Most people crave and sometimes achieve the wonder and closeness of a good marriage. And yet, in spite of that, we occasionally, if not frequently, get into annoyance and difficulty when our partner is in a bad mood or says or does something that we find upsetting. As time goes on, we develop (or we came to the marriage with it) a subtle sense of anger at our spouse—or against men or women. In either case, it comes out from time to time with minor insults or jokes against our spouse. But, of course, we are just joking. Couples frequently go through that pattern throughout their marriage. But are we just joking? How can someone think of something as a joke if it hurts the person who is supposed to be the most important person in our life?
I don’t know about you, but I come across this quite frequently. And even in couples that seem OK. Sometimes the person at the brunt of the joke smirks a bit, or looks away, or gives some minor indication that he or she is annoyed, but then goes on as if nothing happened. And everyone, certainly the offender, thinks it’s fine. But it’s not fine. It may not be a mortal blow, but it takes its toll in decreased marital satisfaction and some degree of unhappiness that often builds over time.

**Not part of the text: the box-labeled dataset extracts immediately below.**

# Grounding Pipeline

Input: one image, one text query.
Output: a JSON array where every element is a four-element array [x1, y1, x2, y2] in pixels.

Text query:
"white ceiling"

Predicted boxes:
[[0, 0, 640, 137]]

You may hear someone telling a story like the following: God created Adam. But Adam complained that life was boring – he has no-one to share it with. So God created Eve. After a while, God asked “so what do you think of Eve?” Adam responds “She’s SOOO beautiful.” God says “I made her beautiful so you would love her.” Adam immediately adds “But she’s so stupid!” To which God retorts, “I made her stupid so she will love you!”
Is that an insult to women? To men? To both? I’m not sure. But I am sure that if the joke is made by a man directed at his wife, particularly if it is part of a pattern of such comments, it is demeaning for the woman and very negative for the marriage.
Humor is sometimes helpful, especially in getting through the sometimes difficult aspects of life. But it is NEVER helpful, if it is used against a spouse. If you are annoyed about something, find a way to defuse the situation, let it go, and go on with your wonderful marriage. If you can’t, then carefully explain it to your spouse (without blaming), and discuss it and try to get past it. If you can’t, then maybe you could discuss it with a wise person or a Rav or, if necessary, a therapist. But NEVER use humor (or any other means) against your partner. In the end you are using it against yourself.